Column {.tabset data-width=350} 
-----------------------------------------------------------------------

### Research Questions

- Which predictors influence used car prices the strongest?

- Does including accident history and title status improve the model performance?

- Do exterior and Interior colors affect used car prices, or are these mostly just visual differences?

### Data Description {data-height=350}
**Source:** Kaggle (Used Car Prediction Dataset)

**Variables** 
- Price (listed sale price)

- Milage (mileage of the vehicle)

- Model_year (year manufactured)

- Brand (manufacturer)

- Model (car model)

- Accident (accident history)

- Clean_title (clean or salvage title)

- Exterior color 

- Interior color

Data Cleaning
===
Column {.tabset data-width=350} 
-----------------------------------------------------------------------

### Data Cleaning Steps
- **Removed non-numeric characters** from price and mileage columns such as "mi." and "$" by using the function `gsub()`.

- **Filtered extreme outliers** in variables price, mileage, and model_year by using the function `filter()` to filter out all vehicles that were over 200,000 USD, over 300,000 miles, and produced before the year 1990.
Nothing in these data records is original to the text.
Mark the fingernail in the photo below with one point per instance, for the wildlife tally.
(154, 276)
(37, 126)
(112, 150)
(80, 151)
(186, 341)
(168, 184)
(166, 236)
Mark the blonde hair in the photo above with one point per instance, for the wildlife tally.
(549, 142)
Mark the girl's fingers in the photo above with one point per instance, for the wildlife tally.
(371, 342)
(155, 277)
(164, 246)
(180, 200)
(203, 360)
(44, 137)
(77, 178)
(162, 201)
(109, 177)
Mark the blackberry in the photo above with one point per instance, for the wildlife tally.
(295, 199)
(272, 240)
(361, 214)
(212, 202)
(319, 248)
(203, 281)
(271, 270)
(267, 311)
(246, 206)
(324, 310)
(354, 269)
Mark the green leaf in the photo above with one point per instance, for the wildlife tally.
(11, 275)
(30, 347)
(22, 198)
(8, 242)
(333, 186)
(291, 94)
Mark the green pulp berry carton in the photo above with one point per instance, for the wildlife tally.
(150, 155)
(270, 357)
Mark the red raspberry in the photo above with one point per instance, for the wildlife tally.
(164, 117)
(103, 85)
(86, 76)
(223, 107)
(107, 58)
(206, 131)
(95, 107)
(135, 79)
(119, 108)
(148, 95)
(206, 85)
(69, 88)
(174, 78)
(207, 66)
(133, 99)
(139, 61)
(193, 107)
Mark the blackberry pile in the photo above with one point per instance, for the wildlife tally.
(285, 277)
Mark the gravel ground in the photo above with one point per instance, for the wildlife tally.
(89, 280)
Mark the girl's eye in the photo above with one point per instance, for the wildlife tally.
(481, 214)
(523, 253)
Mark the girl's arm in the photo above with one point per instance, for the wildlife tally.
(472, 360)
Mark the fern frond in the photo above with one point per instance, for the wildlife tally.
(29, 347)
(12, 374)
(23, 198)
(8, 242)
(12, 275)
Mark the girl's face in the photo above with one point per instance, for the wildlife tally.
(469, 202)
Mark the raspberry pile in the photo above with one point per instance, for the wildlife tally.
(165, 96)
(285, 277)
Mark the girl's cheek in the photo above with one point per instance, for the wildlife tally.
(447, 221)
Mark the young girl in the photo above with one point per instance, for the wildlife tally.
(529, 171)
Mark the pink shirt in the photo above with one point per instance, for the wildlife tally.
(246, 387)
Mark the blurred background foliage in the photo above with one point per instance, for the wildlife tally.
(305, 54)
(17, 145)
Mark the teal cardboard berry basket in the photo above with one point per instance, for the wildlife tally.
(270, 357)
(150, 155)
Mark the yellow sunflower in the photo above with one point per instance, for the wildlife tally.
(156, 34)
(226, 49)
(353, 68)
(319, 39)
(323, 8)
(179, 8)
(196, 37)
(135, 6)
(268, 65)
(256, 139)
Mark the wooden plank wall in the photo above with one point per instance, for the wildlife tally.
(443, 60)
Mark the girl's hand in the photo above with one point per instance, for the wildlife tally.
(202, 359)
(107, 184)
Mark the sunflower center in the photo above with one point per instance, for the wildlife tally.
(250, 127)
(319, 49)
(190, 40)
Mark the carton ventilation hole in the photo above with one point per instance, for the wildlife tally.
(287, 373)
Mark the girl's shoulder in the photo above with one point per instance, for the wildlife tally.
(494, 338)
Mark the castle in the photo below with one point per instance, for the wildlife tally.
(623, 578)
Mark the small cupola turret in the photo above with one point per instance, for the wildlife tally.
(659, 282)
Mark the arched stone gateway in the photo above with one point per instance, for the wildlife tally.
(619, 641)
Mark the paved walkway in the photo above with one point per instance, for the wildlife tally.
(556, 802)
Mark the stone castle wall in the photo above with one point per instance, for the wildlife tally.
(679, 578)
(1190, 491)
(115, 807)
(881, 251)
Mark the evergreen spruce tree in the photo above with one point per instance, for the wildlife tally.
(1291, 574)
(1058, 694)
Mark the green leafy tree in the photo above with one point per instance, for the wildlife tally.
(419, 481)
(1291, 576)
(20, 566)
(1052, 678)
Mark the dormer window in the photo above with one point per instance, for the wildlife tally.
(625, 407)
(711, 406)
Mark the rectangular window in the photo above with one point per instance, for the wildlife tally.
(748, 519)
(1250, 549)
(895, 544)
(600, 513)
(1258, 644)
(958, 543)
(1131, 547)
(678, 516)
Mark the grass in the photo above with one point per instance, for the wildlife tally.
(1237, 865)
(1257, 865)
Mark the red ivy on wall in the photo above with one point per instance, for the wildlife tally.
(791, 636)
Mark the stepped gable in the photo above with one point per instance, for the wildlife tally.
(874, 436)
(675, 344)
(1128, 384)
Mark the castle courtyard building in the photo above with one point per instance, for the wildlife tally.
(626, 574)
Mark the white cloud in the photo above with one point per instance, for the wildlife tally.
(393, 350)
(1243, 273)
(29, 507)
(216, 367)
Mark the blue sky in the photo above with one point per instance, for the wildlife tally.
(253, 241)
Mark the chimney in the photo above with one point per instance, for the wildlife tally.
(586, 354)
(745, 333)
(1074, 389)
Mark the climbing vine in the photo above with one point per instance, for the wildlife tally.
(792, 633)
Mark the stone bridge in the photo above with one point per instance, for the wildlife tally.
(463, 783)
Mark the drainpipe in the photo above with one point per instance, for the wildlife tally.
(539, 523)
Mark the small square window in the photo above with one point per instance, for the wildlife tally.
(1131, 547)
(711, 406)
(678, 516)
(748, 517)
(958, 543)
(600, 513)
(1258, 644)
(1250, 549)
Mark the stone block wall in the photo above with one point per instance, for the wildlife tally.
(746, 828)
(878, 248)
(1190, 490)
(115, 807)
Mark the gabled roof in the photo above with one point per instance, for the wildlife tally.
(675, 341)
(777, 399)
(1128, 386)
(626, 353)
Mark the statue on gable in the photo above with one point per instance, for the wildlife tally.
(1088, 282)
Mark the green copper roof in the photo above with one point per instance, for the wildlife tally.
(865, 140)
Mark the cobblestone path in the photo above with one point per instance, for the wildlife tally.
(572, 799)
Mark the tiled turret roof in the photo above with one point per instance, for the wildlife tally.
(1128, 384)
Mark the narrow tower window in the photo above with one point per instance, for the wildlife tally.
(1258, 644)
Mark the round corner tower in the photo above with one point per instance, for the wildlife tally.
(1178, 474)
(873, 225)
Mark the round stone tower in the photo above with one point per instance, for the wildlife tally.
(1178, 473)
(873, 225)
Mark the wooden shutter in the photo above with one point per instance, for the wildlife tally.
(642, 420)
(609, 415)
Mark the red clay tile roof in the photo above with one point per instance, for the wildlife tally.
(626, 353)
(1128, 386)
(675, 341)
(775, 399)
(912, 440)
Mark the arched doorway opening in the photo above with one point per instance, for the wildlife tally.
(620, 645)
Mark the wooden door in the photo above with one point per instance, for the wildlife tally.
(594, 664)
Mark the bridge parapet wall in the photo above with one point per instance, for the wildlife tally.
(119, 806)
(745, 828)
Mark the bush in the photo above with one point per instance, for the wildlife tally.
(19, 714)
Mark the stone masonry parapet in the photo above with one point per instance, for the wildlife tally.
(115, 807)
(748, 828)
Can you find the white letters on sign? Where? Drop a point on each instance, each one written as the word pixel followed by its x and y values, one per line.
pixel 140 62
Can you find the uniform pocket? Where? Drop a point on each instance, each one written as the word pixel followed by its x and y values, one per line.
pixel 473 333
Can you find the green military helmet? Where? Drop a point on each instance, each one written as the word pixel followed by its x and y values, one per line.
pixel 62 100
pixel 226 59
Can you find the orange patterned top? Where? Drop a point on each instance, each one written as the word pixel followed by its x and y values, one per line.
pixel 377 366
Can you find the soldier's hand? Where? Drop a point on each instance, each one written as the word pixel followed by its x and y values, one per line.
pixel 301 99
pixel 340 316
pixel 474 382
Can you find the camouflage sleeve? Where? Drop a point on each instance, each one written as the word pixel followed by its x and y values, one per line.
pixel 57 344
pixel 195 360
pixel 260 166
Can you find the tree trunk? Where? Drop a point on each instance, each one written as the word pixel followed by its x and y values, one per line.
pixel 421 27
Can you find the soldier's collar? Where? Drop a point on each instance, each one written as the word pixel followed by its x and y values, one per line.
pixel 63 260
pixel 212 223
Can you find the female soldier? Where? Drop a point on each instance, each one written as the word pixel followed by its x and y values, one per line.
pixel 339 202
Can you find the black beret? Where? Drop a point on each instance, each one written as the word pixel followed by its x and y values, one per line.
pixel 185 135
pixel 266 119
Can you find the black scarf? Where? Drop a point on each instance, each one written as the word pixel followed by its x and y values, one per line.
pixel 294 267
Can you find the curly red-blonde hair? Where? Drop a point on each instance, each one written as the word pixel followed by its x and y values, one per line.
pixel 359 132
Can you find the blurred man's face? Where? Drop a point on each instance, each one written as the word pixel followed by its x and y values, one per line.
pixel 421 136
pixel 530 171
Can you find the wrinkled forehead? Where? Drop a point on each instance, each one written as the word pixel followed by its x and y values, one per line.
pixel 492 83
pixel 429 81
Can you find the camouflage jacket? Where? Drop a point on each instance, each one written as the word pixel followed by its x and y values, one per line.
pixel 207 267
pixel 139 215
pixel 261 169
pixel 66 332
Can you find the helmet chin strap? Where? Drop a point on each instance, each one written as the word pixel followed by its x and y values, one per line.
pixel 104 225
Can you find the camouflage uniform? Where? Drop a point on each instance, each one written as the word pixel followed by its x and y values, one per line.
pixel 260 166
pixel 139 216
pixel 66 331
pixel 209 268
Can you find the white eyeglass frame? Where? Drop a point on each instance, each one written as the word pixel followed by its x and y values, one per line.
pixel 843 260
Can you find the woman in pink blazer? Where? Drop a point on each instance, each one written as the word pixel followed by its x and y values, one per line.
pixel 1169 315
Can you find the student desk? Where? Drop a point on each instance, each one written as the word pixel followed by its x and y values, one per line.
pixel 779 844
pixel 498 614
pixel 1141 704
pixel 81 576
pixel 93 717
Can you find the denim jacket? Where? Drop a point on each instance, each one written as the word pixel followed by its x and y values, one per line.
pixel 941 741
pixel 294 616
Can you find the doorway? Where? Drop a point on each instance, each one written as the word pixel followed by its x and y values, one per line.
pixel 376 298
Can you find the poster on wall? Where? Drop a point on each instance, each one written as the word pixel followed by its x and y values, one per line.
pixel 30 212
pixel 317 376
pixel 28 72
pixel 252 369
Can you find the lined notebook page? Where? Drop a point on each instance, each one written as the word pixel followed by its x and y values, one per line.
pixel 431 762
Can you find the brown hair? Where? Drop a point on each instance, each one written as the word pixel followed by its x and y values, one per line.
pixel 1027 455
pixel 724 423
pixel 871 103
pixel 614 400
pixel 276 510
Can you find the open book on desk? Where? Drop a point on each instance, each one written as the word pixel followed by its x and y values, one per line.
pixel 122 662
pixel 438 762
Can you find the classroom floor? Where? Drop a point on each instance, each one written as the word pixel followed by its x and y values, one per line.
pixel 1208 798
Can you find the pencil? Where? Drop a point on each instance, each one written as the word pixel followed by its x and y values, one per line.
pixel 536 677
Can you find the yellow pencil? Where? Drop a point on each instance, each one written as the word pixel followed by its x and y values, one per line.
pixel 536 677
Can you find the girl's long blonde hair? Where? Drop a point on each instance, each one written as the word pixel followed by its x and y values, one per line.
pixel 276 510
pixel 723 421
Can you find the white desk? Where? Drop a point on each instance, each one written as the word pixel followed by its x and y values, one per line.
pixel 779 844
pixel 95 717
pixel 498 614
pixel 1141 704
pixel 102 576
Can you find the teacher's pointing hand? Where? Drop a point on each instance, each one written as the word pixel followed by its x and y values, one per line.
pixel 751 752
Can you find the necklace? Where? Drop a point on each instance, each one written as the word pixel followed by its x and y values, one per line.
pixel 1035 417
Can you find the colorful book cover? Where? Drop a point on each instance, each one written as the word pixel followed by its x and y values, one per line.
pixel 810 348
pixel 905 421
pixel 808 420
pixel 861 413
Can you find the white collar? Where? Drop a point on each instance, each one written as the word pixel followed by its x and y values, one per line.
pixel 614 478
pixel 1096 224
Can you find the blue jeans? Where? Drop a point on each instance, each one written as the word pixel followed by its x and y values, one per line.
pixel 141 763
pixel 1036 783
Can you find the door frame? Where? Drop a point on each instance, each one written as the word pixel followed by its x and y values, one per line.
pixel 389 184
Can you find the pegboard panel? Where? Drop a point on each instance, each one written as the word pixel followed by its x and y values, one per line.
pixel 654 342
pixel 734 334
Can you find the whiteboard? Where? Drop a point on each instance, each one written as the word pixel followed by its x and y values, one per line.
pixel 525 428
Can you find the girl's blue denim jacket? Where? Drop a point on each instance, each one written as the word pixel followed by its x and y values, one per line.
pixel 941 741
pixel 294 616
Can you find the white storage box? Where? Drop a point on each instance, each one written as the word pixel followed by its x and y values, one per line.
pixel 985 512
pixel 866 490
- **Reduced categorical complexity** by lumping rare brands and models into an overall "other" category. The data set contained many unique brands and 1898 unique model names which made making a clean looking graph impossible. By using the function `fct_lump_n()`, I was able to reduce the noise on the x-axis and allow for the model to focus on the more important and consistent brands and models.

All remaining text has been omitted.